[plt-dev] lessons learned

From: Jacob Matthews (jacobm at cs.uchicago.edu)
Date: Fri May 22 13:39:10 EDT 2009

I don't mean to argue with you about this, but I don't really find
these points convincing. After all, we manage to make it work even
though I'm pretty sure we've got way more code than PLT Scheme. (To
quote Kevin Bourrillion, Google's Java library curator: "If code were
ice cream, we would have ... a whole lot of ice cream.")

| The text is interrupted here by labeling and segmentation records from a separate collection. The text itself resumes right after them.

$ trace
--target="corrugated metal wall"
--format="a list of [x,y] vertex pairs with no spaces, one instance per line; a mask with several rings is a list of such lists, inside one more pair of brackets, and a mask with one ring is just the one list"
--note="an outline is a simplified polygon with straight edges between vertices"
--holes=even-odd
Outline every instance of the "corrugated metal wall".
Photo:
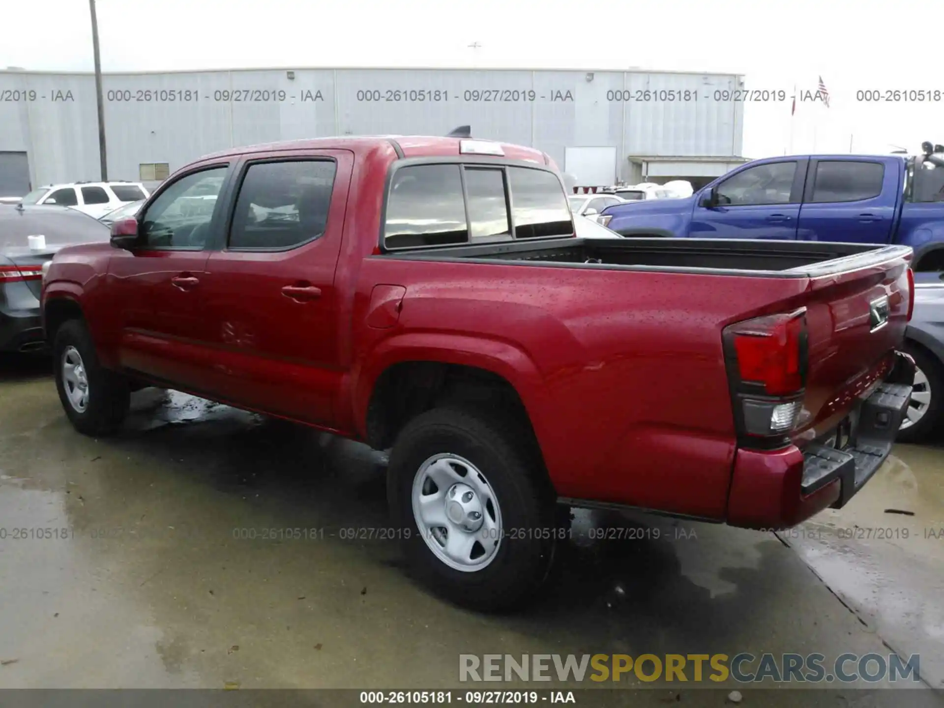
[[[342,134],[445,134],[627,155],[737,156],[743,104],[716,100],[733,75],[458,69],[303,69],[106,75],[109,176],[175,170],[229,146]],[[649,92],[647,93],[647,92]],[[626,100],[629,99],[629,100]],[[0,72],[0,151],[26,151],[33,186],[98,178],[91,75]]]

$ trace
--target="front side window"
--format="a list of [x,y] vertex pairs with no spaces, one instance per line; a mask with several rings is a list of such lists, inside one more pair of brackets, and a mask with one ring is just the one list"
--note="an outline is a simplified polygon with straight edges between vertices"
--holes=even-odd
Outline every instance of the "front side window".
[[882,194],[885,165],[859,160],[817,163],[812,202],[857,202]]
[[387,200],[384,245],[410,248],[468,241],[463,181],[457,164],[401,167]]
[[82,187],[82,201],[86,204],[108,204],[110,199],[101,187]]
[[574,232],[567,197],[557,175],[509,167],[515,239],[569,236]]
[[249,165],[233,213],[229,248],[293,248],[325,233],[331,206],[333,160]]
[[42,203],[59,204],[60,207],[75,207],[78,204],[78,197],[76,196],[76,190],[74,188],[63,187],[52,193]]
[[789,204],[796,162],[749,167],[725,179],[716,190],[721,206]]
[[[202,248],[210,233],[216,197],[227,167],[185,175],[161,192],[141,218],[141,240],[147,248]],[[216,194],[206,194],[206,184]],[[197,195],[194,195],[199,193]]]

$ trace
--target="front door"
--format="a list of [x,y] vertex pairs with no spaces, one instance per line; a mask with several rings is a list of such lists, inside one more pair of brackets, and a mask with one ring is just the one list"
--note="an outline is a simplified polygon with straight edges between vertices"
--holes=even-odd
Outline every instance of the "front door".
[[253,156],[203,290],[216,397],[330,427],[344,371],[334,289],[353,155]]
[[716,204],[696,201],[690,235],[716,239],[795,239],[805,160],[752,165],[715,185]]
[[[111,258],[109,278],[121,321],[122,366],[199,393],[211,364],[203,290],[205,265],[219,228],[216,200],[227,165],[175,179],[138,216],[139,245]],[[194,209],[197,202],[202,209]]]

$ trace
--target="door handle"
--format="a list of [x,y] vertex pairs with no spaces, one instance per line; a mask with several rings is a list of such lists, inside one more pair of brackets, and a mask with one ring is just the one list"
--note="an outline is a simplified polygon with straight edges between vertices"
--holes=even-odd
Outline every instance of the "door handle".
[[171,278],[171,284],[180,290],[192,290],[200,284],[200,279],[194,276],[175,276]]
[[314,285],[286,285],[282,288],[282,295],[297,302],[307,302],[321,297],[321,288]]

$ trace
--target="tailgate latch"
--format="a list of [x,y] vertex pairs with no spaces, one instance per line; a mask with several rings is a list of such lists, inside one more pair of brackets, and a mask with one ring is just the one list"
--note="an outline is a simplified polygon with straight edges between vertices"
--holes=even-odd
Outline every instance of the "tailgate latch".
[[888,324],[888,295],[882,295],[868,303],[868,324],[874,332]]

I think what you're really saying is that it's impractical to test all
of PLT Scheme with one central testing service that tries to do the
whole thing at once. I can definitely believe that. I think the key
might be in making the process more modular --- a continuous build
with "all of PLT Scheme" as its target is orders of magnitude too big
to be very useful IMO. One way to chop things up would be to have
separate builds for different components: a mzscheme build, a mred
build, a drscheme build (or maybe further break down DrS into smaller
pieces and potentially several other components for different
collects. Each sub-build runs the test suites appropriate to it, and
just measures code coverage in the files it cares about. (In practice,
even though a test suite written to cover, say, a mred component might
incidentally cover some mzlib stuff, that coverage isn't very
high-quality and probably shouldn't count as mzlib tests anyway.)
Sub-builds can run independently on different machines, set up by
individual groups. When I was working on planet, for instance, I
could've set up my own sub-project just for it, and had the system run
on my local machine. (I do effectively the same thing on my current
project.)

One way to think about it is: suppose you're monitoring the the output
of tests, and you get a message saying some tests have failed. Do you
care? If you don't, you need to think about making better targets, and
only monitoring the targets for which you can unhesitatingly say yes.
This will incidentally make it a lot easier for smaller projects to
get up and running.

Coverage is actually a really important metric for test suites;
without it, you get the warm fuzzies of seeing that all tests passed,
but you don't get any sense whatsoever about how much assurance you
can derive from them. It is worth investing effort into measuring it.

-jacob

(Part of my current job is to advocate good testing practices and help
other teams set up good testing infrastructure for their projects, so
if I come off like an evangelist, that's why. :) )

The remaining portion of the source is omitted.